Details of the four former executives’ alleged involvement in events leading up to a failure to report audited results for 2017 have emerged during an ongoing investigation by PwC, the people said. Three more as-yet-unidentified individuals may also be reported, according to one of the people.
PwC’s forensic report into the accounts is due to be completed by the end of this year. Once the findings of the report are published, formal charges may proceed against anyone implicated in wrongdoing, according to a spokesman for the South African police unit known as the Hawks.
Schreiber didn’t respond to requests for comment. Grobler declined to comment on his referral, citing confidentiality agreements. La Grange said he hasn’t been informed that Steinhoff has given his name to the Hawks and so can’t comment.

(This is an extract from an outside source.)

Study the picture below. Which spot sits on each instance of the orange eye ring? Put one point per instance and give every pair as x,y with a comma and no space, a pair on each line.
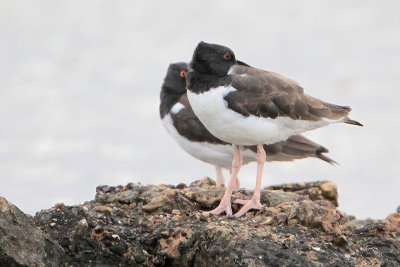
227,56
182,73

Neither Jooste nor his lawyer responded to a message seeking comment.
Steinhoff said that while it handed a report to the Hawks in August requesting that the police investigate a set of transactions, no complaint was made against any individual.
“Any speculation of the names and the number of names included in the report is just that,” a spokeswoman for Steinhoff said in an emailed response to questions.
While specific details about what caused the crisis have been sparse, Steinhoff has said PwC is particularly focused on certain off-balance-sheet deals and inflated asset values. The company has written off the value of assets by more than $14 billion over the course of the year, while U.S. unit Mattress Firm filed for bankruptcy on October 5. To survive, Steinhoff has sold off a slew of assets and restructured its debt.
Jooste quit in December when the shock announcement was made and Schreiber resigned from the boards of two key units in July. While both La Grange and Grobler stepped down from their roles earlier this year, they remained on the pay roll of the South African retailer on short-term consultancy contracts until late August, when their contracts were suspended by the company.
The battle to bring those responsible to justice is playing out against a backdrop of class action law suits in South Africa, Germany and the Netherlands. Steinhoff’s former chairman, the billionaire Christo Wiese, is also suing the retailer for R59 billion ($4 billion).